- Theatrical release poster
- Directed by: Toka Mcbaror
- Screenplay by: Anthony Kehinde Joseph
- Story by: AY Makun
- Produced by: Darlington Abuda Patrick Ovoke Odjegba
- Starring: Ramsey Nouah AY Makun Jim Iyke Damilola Adegbite Richard Mofe-Damijo Iretiola Doyle Falz Jide Kosoko Rosaline Meurer Nancy Isime
- Narrated by: Ramsey Nouah
- Cinematography: Rapha Bola
- Edited by: Patrick Ovoke Odjegba Isaace Benjamin Gem Owas
- Music by: Kolade Morakinyo
- Production companies: Corporate World Entertainment Gush Media FilmOne
- Distributed by: FilmOne Distributions
- Release date: 28 September 2018;
- Running time: 106 minutes
- Country: Nigeria
- Languages: English Yoruba Pidgin
- Box office: ₦235.6 million

= Merry Men: The Real Yoruba Demons =

2018 film by Toka Mcbaror

Merry Men: The Real Yoruba Demons is a 2018 Nigerian action comedy film written by Anthony Kehinde Joseph, produced by Darlington Abuda, and directed by Toka Mcbaror.
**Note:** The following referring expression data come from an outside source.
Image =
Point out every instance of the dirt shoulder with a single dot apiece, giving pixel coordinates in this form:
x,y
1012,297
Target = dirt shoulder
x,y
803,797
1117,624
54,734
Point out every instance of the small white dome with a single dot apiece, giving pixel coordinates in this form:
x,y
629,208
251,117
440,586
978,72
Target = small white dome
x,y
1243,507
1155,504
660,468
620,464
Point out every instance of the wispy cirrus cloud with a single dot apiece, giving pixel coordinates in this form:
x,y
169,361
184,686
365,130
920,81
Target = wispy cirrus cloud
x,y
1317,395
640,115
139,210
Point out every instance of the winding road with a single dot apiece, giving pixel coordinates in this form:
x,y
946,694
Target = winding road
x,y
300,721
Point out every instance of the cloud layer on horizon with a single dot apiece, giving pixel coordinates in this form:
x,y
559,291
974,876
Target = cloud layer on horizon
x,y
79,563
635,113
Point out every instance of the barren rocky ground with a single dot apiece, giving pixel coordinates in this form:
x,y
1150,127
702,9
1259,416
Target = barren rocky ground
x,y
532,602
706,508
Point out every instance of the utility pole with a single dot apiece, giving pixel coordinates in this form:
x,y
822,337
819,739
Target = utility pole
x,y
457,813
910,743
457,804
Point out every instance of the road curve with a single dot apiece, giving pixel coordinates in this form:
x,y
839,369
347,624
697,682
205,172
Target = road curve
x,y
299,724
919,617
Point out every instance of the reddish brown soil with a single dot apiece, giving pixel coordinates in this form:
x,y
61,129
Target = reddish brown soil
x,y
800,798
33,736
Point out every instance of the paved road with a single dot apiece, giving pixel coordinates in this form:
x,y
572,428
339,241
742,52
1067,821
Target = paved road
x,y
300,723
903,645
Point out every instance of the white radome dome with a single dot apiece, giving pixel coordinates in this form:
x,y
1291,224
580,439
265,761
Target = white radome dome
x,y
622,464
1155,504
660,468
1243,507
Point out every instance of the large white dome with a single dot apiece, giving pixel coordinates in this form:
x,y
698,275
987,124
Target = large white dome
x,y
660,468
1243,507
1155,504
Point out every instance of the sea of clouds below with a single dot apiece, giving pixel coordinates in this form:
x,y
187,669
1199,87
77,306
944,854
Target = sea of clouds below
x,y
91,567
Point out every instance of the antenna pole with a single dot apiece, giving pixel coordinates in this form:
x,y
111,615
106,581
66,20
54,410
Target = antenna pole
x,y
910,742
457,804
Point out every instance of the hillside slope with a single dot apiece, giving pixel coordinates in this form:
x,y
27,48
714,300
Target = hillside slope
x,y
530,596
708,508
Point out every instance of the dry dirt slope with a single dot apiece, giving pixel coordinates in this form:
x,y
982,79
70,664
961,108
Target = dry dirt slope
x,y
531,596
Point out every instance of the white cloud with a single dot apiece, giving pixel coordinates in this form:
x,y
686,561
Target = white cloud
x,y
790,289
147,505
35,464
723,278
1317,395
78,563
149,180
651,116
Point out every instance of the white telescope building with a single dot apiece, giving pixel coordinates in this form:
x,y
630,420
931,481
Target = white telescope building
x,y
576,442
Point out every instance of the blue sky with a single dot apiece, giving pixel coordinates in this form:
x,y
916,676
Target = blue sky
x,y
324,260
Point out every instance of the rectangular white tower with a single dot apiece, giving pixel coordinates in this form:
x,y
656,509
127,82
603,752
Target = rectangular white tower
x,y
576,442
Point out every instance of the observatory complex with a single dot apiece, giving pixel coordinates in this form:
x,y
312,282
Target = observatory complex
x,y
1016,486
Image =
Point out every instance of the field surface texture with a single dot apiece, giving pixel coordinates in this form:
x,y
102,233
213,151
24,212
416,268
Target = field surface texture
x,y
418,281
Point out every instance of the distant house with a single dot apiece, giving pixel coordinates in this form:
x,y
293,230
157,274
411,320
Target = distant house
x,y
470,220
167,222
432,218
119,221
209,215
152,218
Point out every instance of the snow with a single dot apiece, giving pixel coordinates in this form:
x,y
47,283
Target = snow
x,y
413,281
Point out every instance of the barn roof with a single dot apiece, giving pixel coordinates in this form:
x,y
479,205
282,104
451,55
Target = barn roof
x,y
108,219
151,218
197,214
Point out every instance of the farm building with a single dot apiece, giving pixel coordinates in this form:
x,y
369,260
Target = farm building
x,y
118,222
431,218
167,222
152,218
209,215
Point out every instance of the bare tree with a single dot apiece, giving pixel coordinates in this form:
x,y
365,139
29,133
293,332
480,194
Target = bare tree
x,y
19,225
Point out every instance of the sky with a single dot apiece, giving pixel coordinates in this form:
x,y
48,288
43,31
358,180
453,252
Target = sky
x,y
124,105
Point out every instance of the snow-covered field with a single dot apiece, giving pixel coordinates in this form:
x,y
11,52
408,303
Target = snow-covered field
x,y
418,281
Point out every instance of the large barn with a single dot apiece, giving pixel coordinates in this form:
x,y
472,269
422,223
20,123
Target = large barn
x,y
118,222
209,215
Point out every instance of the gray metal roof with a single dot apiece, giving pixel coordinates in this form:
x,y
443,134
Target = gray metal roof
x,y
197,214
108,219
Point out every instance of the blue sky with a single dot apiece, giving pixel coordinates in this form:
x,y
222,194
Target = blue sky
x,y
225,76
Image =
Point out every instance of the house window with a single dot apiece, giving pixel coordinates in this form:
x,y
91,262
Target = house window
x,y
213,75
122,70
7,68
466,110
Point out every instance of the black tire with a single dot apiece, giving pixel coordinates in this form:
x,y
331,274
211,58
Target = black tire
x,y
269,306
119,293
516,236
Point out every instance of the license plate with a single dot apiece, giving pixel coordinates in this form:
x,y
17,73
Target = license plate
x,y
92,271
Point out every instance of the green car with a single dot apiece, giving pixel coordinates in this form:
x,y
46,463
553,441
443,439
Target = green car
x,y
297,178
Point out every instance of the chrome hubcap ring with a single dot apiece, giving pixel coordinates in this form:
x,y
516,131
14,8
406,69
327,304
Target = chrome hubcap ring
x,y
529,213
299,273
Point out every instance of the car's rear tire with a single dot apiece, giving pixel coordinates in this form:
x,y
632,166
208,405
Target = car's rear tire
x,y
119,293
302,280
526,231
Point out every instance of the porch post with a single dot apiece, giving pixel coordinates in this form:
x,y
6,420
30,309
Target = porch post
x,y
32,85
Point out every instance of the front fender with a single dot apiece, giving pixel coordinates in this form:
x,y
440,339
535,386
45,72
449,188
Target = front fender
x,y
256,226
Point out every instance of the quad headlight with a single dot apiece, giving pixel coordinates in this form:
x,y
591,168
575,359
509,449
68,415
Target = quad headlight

It is the first installment in the Merry Men (film series). It stars an ensemble cast, which includes: Ramsey Nouah, AY Makun, Jim Iyke, Damilola Adegbite, Richard Mofe-Damijo, Iretiola Doyle, Falz, Jide Kosoko, Rosaline Meurer, and Nancy Isime.

==Plot==
The film is set in Abuja. Four rich men (the Merry Men) seduce powerful women, and live like Robin Hood. They embody the stereotypical description of a Yoruba demon hence the subtitle of the movie's name. They face their biggest challenge yet when they antagonize a notorious and corrupt politician who plans to demolish a village to build a shopping mall. The four men scheme to save the people of the village.

==Cast==
- Ramsey Nouah as Ayo Alesinloye
- Ayo Makun as Amaju Abioritsegbemi
- Jim Iyke as Naz Okigbo
- Folarin "Falz" Falana as Remi Martins
- Damilola Adegbite as Dera Chukwu
- Richard Mofe-Damijo as Chief Alesinloye
- Rosaline Meurer as Kemi Alesinloye
- Ireti Doyle as Dame Maduka
- Nancy Isime as Sophie
- Lilian Esoro as Mrs Anyanwu
- Jide Kosoko as Chief Omole
- Osas Ighodaro as Chidinma (blogger)
- Francis Duru as Inspector Jack
- Ali Nuhu as Bank Client Service Head
- Faithia Balogun as Mama Abdul
- Samuel Ajibola as Abdul
- Segun Arinze as Bank IT Staff

==Reception==
According to Nollyrated, "The plot of the movie was like a basket that leaked everywhere, and there were hardly any firm connections in the stories. Also, some of the characters were unnecessary to the overall story. This is nothing against the actors’ skills, but some of the characters added nothing to the story."

According to Nollywood Reinvented, "The best thing about this movie is the picture quality. The shots are crisp, the sets are luxurious, the aura is sold; but the action choreography is a joke, the lines fall flat, and all the impact is nonexistent. The nearly 2hr debacle is chock full with unnecessary cameos and forced insertion of party music to elevate the mood, but there's barely any cohesion here to drive the movie along."

According to bbfc, "Moderate violence includes a man gripping other men's neck, and a scene in which a man is shot, with brief sight of some bloody detail."

==Sequel==

A sequel titled Merry Men 2 was released on December 20, 2019. This was followed by a third installment, Merry Men 3, which premiered on October 13, 2023.